I just added the recipe over on the recipe forum.
Thank you TubeDude.  
ENJOY!!!


----------



## JAT83 (Sep 9, 2007)

NICE!!! Sounds sooo good! Now I just gotta get me some perch!


----------



## LOAH (Sep 29, 2007)

Catching perch is simple: Just go somewhere that has perch and try to catch a trout. -/O\- 

Works every time! (Stupid Perch!) :lol:


----------



## JAT83 (Sep 9, 2007)

LOAH said:


> Catching perch is simple: Just go somewhere that has perch and try to catch a trout. -/O\-
> 
> Works every time! (Stupid Perch!) :lol:


I'll have to try Deer Creek or the 'nelle, anywhere else close to Salt Lake that has Perch?


----------



## LOAH (Sep 29, 2007)

Rockport. Perch, perch, perch.


----------



## JAT83 (Sep 9, 2007)

I didn't even think of Rockport, I'll have to give that one a try! What works best for them...Jigs/worms?


----------



## LOAH (Sep 29, 2007)

I only payed one visit and I knew they were there, so I tried to avoid them by fishing the top. As soon as I let a worm sink, it was on. There's free parking by the dam...Just hike down and "upstream" a little ways until you see some good structure trends. Slide a worm up your hook and line (get a threader...best worm tool ever $2.00) and throw some split shots about 10 inches up. I'm sure it won't take long to get a perch...if you notice you have one. :lol: 

(Stupid Perch!)


----------



## JAT83 (Sep 9, 2007)

LOAH said:


> I only payed one visit and I knew they were there, so I tried to avoid them by fishing the top. As soon as I let a worm sink, it was on. There's free parking by the dam...Just hike down and "upstream" a little ways until you see some good structure trends. Slide a worm up your hook and line (get a threader...best worm tool ever $2.00) and throw some split shots about 10 inches up. I'm sure it won't take long to get a perch...if you notice you have one. :lol:
> 
> (Stupid Perch!)


Yeah, I bought a worm threader a couple years ago and they do work wonders....so much easier and the worm definitely stays on the hook a heck of a lot better than trying to thread it by hand. I take it you don't like perch? :lol: I'm sure large trout are still for sure a lot funner to catch, I am just curious to see what perch taste like, and it is another fish to mark off on the list!  After perch, the next on the list is Walleye!


----------



## takemefishin (Sep 13, 2007)

LOAH said:


> Rockport. Perch, perch, perch.


i wanna catch perch. were you on the east or west side for these perchies.

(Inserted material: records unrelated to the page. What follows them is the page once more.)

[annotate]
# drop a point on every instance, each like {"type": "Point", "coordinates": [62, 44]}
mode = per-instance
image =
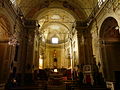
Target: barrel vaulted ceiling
{"type": "Point", "coordinates": [56, 17]}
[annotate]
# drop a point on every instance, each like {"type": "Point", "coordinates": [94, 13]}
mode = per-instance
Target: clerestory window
{"type": "Point", "coordinates": [55, 40]}
{"type": "Point", "coordinates": [100, 2]}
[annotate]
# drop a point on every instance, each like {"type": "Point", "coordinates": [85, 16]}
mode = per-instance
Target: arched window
{"type": "Point", "coordinates": [100, 2]}
{"type": "Point", "coordinates": [55, 40]}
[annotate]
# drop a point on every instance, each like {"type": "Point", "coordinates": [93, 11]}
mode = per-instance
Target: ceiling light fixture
{"type": "Point", "coordinates": [55, 17]}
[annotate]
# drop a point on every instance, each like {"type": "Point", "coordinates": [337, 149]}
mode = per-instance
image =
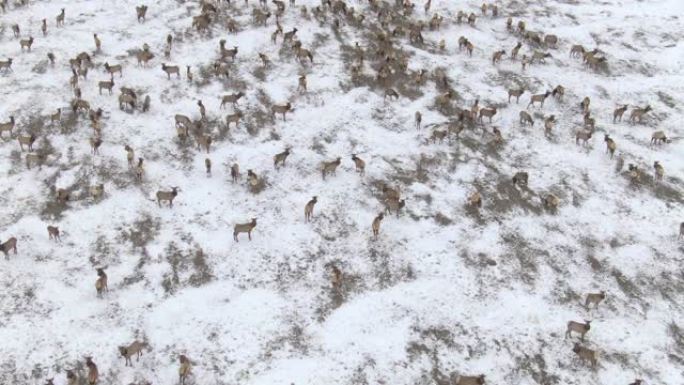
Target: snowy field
{"type": "Point", "coordinates": [445, 290]}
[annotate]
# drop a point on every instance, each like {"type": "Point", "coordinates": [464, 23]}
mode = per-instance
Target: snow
{"type": "Point", "coordinates": [443, 291]}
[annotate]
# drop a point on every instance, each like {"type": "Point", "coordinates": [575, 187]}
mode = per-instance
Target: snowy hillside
{"type": "Point", "coordinates": [446, 289]}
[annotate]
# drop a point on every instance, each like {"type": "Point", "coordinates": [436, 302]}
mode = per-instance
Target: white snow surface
{"type": "Point", "coordinates": [443, 291]}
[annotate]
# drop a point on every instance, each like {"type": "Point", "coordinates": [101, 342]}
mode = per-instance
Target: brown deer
{"type": "Point", "coordinates": [470, 380]}
{"type": "Point", "coordinates": [594, 299]}
{"type": "Point", "coordinates": [101, 282]}
{"type": "Point", "coordinates": [539, 98]}
{"type": "Point", "coordinates": [244, 228]}
{"type": "Point", "coordinates": [578, 327]}
{"type": "Point", "coordinates": [330, 167]}
{"type": "Point", "coordinates": [235, 172]}
{"type": "Point", "coordinates": [610, 145]}
{"type": "Point", "coordinates": [93, 374]}
{"type": "Point", "coordinates": [184, 369]}
{"type": "Point", "coordinates": [617, 114]}
{"type": "Point", "coordinates": [8, 245]}
{"type": "Point", "coordinates": [308, 209]}
{"type": "Point", "coordinates": [360, 164]}
{"type": "Point", "coordinates": [135, 348]}
{"type": "Point", "coordinates": [376, 224]}
{"type": "Point", "coordinates": [232, 98]}
{"type": "Point", "coordinates": [167, 196]}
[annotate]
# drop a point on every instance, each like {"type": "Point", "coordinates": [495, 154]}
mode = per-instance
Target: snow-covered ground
{"type": "Point", "coordinates": [444, 290]}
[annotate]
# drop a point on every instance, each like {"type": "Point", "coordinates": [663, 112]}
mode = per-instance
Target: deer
{"type": "Point", "coordinates": [488, 112]}
{"type": "Point", "coordinates": [60, 18]}
{"type": "Point", "coordinates": [658, 170]}
{"type": "Point", "coordinates": [7, 126]}
{"type": "Point", "coordinates": [184, 369]}
{"type": "Point", "coordinates": [235, 172]}
{"type": "Point", "coordinates": [182, 121]}
{"type": "Point", "coordinates": [308, 209]}
{"type": "Point", "coordinates": [203, 141]}
{"type": "Point", "coordinates": [376, 224]}
{"type": "Point", "coordinates": [6, 64]}
{"type": "Point", "coordinates": [167, 196]}
{"type": "Point", "coordinates": [394, 205]}
{"type": "Point", "coordinates": [232, 98]}
{"type": "Point", "coordinates": [280, 158]}
{"type": "Point", "coordinates": [577, 51]}
{"type": "Point", "coordinates": [98, 43]}
{"type": "Point", "coordinates": [301, 84]}
{"type": "Point", "coordinates": [207, 166]}
{"type": "Point", "coordinates": [244, 228]}
{"type": "Point", "coordinates": [586, 354]}
{"type": "Point", "coordinates": [112, 69]}
{"type": "Point", "coordinates": [539, 57]}
{"type": "Point", "coordinates": [126, 100]}
{"type": "Point", "coordinates": [72, 378]}
{"type": "Point", "coordinates": [359, 164]}
{"type": "Point", "coordinates": [135, 348]}
{"type": "Point", "coordinates": [139, 170]}
{"type": "Point", "coordinates": [281, 109]}
{"type": "Point", "coordinates": [551, 40]}
{"type": "Point", "coordinates": [144, 57]}
{"type": "Point", "coordinates": [578, 327]}
{"type": "Point", "coordinates": [584, 105]}
{"type": "Point", "coordinates": [93, 374]}
{"type": "Point", "coordinates": [610, 145]}
{"type": "Point", "coordinates": [589, 122]}
{"type": "Point", "coordinates": [97, 191]}
{"type": "Point", "coordinates": [540, 98]}
{"type": "Point", "coordinates": [101, 282]}
{"type": "Point", "coordinates": [171, 70]}
{"type": "Point", "coordinates": [618, 112]}
{"type": "Point", "coordinates": [549, 123]}
{"type": "Point", "coordinates": [130, 155]}
{"type": "Point", "coordinates": [470, 380]}
{"type": "Point", "coordinates": [203, 110]}
{"type": "Point", "coordinates": [558, 92]}
{"type": "Point", "coordinates": [9, 245]}
{"type": "Point", "coordinates": [496, 57]}
{"type": "Point", "coordinates": [330, 167]}
{"type": "Point", "coordinates": [594, 299]}
{"type": "Point", "coordinates": [634, 173]}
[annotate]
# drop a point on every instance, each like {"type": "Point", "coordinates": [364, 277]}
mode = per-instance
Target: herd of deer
{"type": "Point", "coordinates": [391, 61]}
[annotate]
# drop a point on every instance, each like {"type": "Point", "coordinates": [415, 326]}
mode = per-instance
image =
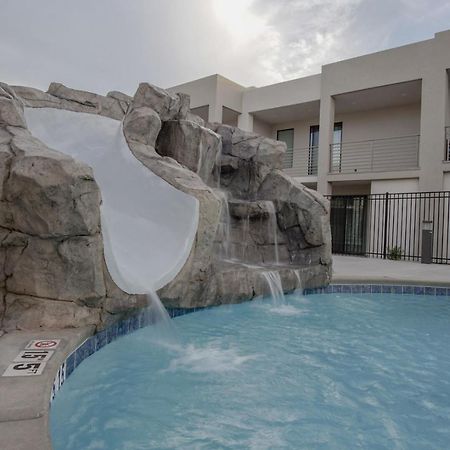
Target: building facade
{"type": "Point", "coordinates": [368, 125]}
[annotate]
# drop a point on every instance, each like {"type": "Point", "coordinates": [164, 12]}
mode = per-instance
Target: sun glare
{"type": "Point", "coordinates": [239, 20]}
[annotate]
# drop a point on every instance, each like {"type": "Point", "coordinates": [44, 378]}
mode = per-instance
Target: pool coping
{"type": "Point", "coordinates": [127, 326]}
{"type": "Point", "coordinates": [31, 429]}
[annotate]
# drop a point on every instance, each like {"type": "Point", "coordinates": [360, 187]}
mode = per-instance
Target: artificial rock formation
{"type": "Point", "coordinates": [52, 268]}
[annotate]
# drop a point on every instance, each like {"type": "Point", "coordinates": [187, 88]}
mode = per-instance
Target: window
{"type": "Point", "coordinates": [313, 151]}
{"type": "Point", "coordinates": [287, 136]}
{"type": "Point", "coordinates": [336, 148]}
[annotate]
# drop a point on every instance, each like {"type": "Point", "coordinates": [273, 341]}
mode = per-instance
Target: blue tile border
{"type": "Point", "coordinates": [381, 288]}
{"type": "Point", "coordinates": [143, 319]}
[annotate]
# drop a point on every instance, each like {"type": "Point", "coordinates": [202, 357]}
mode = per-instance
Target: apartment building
{"type": "Point", "coordinates": [366, 125]}
{"type": "Point", "coordinates": [362, 128]}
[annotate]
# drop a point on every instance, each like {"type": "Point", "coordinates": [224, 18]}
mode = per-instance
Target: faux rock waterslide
{"type": "Point", "coordinates": [104, 198]}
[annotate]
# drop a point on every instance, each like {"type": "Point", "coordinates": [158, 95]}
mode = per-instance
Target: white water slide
{"type": "Point", "coordinates": [148, 226]}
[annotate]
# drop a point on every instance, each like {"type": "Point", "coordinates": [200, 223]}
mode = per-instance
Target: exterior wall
{"type": "Point", "coordinates": [427, 61]}
{"type": "Point", "coordinates": [287, 93]}
{"type": "Point", "coordinates": [351, 189]}
{"type": "Point", "coordinates": [394, 186]}
{"type": "Point", "coordinates": [202, 91]}
{"type": "Point", "coordinates": [262, 128]}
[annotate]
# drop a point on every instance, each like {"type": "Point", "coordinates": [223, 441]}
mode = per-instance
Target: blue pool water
{"type": "Point", "coordinates": [334, 371]}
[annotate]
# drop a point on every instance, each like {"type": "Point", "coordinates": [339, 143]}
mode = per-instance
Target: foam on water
{"type": "Point", "coordinates": [209, 358]}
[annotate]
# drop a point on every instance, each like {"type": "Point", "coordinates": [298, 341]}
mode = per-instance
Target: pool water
{"type": "Point", "coordinates": [332, 371]}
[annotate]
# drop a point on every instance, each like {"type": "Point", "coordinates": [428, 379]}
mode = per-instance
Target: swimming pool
{"type": "Point", "coordinates": [334, 371]}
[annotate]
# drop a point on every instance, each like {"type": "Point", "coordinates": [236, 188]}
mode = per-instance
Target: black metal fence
{"type": "Point", "coordinates": [391, 225]}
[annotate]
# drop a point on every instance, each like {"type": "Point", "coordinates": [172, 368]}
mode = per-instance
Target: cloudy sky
{"type": "Point", "coordinates": [101, 45]}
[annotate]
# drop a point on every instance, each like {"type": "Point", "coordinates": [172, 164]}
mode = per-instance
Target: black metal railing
{"type": "Point", "coordinates": [447, 144]}
{"type": "Point", "coordinates": [375, 155]}
{"type": "Point", "coordinates": [301, 162]}
{"type": "Point", "coordinates": [390, 225]}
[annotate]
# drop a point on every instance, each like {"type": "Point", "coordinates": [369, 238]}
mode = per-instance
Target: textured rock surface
{"type": "Point", "coordinates": [52, 268]}
{"type": "Point", "coordinates": [190, 144]}
{"type": "Point", "coordinates": [246, 161]}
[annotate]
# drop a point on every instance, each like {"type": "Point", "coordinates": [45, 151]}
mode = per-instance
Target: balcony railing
{"type": "Point", "coordinates": [447, 143]}
{"type": "Point", "coordinates": [301, 162]}
{"type": "Point", "coordinates": [376, 155]}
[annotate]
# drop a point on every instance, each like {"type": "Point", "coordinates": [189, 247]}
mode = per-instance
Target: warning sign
{"type": "Point", "coordinates": [24, 369]}
{"type": "Point", "coordinates": [34, 356]}
{"type": "Point", "coordinates": [43, 344]}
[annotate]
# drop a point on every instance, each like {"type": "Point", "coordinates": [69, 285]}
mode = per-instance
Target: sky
{"type": "Point", "coordinates": [103, 45]}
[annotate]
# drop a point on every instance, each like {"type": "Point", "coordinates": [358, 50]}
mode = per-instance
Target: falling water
{"type": "Point", "coordinates": [299, 288]}
{"type": "Point", "coordinates": [273, 228]}
{"type": "Point", "coordinates": [276, 289]}
{"type": "Point", "coordinates": [245, 237]}
{"type": "Point", "coordinates": [157, 315]}
{"type": "Point", "coordinates": [225, 222]}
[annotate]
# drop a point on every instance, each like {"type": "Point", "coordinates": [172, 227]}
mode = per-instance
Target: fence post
{"type": "Point", "coordinates": [386, 206]}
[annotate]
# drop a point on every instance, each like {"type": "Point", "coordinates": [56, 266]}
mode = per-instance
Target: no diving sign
{"type": "Point", "coordinates": [33, 359]}
{"type": "Point", "coordinates": [43, 344]}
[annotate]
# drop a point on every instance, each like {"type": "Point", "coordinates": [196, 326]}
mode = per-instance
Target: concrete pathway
{"type": "Point", "coordinates": [359, 269]}
{"type": "Point", "coordinates": [25, 401]}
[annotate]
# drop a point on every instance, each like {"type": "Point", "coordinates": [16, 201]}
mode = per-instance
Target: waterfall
{"type": "Point", "coordinates": [299, 288]}
{"type": "Point", "coordinates": [225, 222]}
{"type": "Point", "coordinates": [157, 315]}
{"type": "Point", "coordinates": [273, 229]}
{"type": "Point", "coordinates": [276, 289]}
{"type": "Point", "coordinates": [245, 237]}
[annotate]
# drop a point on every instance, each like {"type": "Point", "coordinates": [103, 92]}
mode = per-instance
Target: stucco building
{"type": "Point", "coordinates": [366, 125]}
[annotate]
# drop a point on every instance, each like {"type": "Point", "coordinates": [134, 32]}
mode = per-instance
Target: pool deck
{"type": "Point", "coordinates": [355, 269]}
{"type": "Point", "coordinates": [25, 401]}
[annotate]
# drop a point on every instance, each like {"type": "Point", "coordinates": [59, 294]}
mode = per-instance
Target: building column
{"type": "Point", "coordinates": [326, 128]}
{"type": "Point", "coordinates": [215, 113]}
{"type": "Point", "coordinates": [434, 111]}
{"type": "Point", "coordinates": [245, 121]}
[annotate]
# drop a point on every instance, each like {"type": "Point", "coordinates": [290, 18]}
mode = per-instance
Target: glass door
{"type": "Point", "coordinates": [336, 148]}
{"type": "Point", "coordinates": [313, 155]}
{"type": "Point", "coordinates": [287, 136]}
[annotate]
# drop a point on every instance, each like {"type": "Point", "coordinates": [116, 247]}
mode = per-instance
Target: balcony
{"type": "Point", "coordinates": [301, 162]}
{"type": "Point", "coordinates": [376, 155]}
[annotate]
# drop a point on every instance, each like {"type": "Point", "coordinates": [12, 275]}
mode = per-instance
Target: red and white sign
{"type": "Point", "coordinates": [43, 344]}
{"type": "Point", "coordinates": [18, 369]}
{"type": "Point", "coordinates": [34, 356]}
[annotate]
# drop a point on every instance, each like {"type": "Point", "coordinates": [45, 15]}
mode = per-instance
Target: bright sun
{"type": "Point", "coordinates": [238, 18]}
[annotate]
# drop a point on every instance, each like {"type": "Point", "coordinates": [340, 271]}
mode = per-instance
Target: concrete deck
{"type": "Point", "coordinates": [347, 269]}
{"type": "Point", "coordinates": [25, 401]}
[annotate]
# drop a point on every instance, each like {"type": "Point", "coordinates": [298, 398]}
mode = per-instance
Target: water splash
{"type": "Point", "coordinates": [157, 315]}
{"type": "Point", "coordinates": [226, 224]}
{"type": "Point", "coordinates": [245, 237]}
{"type": "Point", "coordinates": [276, 288]}
{"type": "Point", "coordinates": [299, 288]}
{"type": "Point", "coordinates": [210, 358]}
{"type": "Point", "coordinates": [273, 229]}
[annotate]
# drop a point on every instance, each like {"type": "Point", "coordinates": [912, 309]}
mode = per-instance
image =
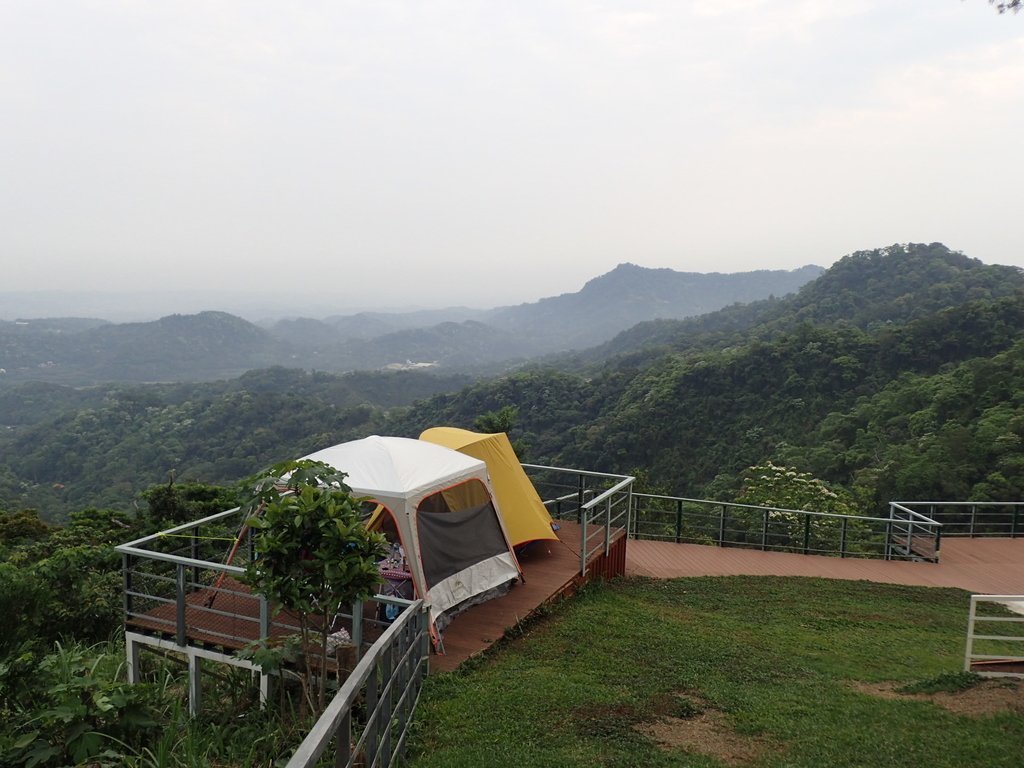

heading up there next week sometime. heading up to hyrum on sunday maybe i'll get into some perchies up there.


----------



## LOAH (Sep 29, 2007)

I think it was the West side, but I could be wrong.

Right where the main road goes by the dam, I parked and hike down. That side. Go catch all of them, please. :lol: Have fun "perchy".


----------



## LOAH (Sep 29, 2007)

:lol: I never said they taste bad. I hate the little bastages because they get in the way when I'm going for trout. I actually enjoy the taste of them, but in all honesty, I like trout more and I'd rather bring a couple tasty pink trout home instead of 10 or more spiney, scaley little bait robbers.

The only times I actually feel okay about catching a perch is when otherwise, I would've gotten skunked, or when I've been into the other fish all day. 

No offense to those of you that love catching perch. Yes, it's still fishing and it's better than catching nothing at all.

Maybe I exaggerate my abhorrence of the species a little, but they do tend to push my buttons when I'm going for my idea of a much better fish.

And I'll take anybody up on an offer to fry up some freshly caught treats!


----------



## Grandpa D (Sep 7, 2007)

Loah, you are not alone with your thinking.
Many of us don't chase Perch, until the ice is on.
What makes this fun is that the Perch will be looking for the deep water in the winter and many of the Trout will be in shallower water, away from the Perch.
An example of this is Rockport. I will fish in 40' or deeper water for Perch, and after I pick up a limit, I will move in to 20" or less water and spend the rest of the day catching Trout.
The exception for me is when I take my boat to Mantua. I target Perch all year up there.
I will usually have my grandkids or other newbies with me there. The Perch and Bluegill are fun for them to catch, and they provide for a great fish fry when we get back home.

We will have to get you on the ice this year and change your mind about fishing for Perch.


----------



## GeorgeHayduke (Sep 13, 2007)

... I LOVE Perch ...and I Love Sunfish...On Flies....Catching - AND eating!....


----------